Però la categorialità che caratterizza la misura segmenta la platea dei poveri, in modo a nostro avviso iniquo, inefficace e poco efficiente. Iniquo perché tratta in modo anche radicalmente diverso situazioni simili, senza peraltro affrontare quegli aspetti anch’essi di iniquità già presenti nel RdC e dovuti all’applicazione di una selettività non graduale, da “dentro o fuori” (si pensi al trattamento del patrimonio).
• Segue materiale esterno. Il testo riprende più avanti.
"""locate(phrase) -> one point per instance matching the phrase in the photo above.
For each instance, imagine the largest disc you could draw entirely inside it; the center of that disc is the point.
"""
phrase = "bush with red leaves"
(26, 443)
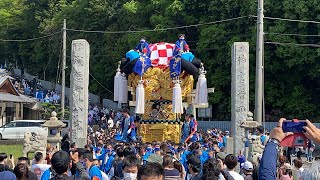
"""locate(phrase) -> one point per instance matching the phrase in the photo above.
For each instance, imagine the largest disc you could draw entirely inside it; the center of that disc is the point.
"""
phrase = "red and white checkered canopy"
(160, 54)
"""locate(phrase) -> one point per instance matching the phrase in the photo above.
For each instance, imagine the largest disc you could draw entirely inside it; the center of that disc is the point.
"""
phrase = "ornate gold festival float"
(159, 98)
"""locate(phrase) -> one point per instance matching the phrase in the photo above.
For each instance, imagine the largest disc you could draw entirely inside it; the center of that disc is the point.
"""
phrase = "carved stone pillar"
(239, 92)
(79, 82)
Inefficace perché la riforma è disegnata in modo assai farraginoso, con due misure distinte ma con rimandi certamente non lineari tra loro quanto alla composizione delle platee degli aventi diritto, circa le quali cambiamenti marginali nel reddito o nelle caratteristiche individuali e familiari spostano in modo irrazionale l’eleggibilità dall’una misura all’altra, o escludono dall’accesso. Poco efficiente perché, sotto l’ipotesi di take-up pieno, i risparmi sono poco consistenti. È probabile che la farraginosità del disegno renderà difficoltoso l’accesso alle misure, così aumentando i risparmi di spesa.
Ma se si ritiene che occorra una misura di contrasto alla povertà, l’obiettivo dovrebbe essere quello di raggiungere l’intera platea dei potenziali beneficiari, non altrimenti.”
La riforma Meloni appare in definitiva come un’occasione persa per imparare dagli errori (e dai successi) del RdC, impoverisce e inaridisce il sostegno ai poveri e manca di una visione di speranza.
E, come scrivono gli autori del volume, questa è forse la sua pecca più grande.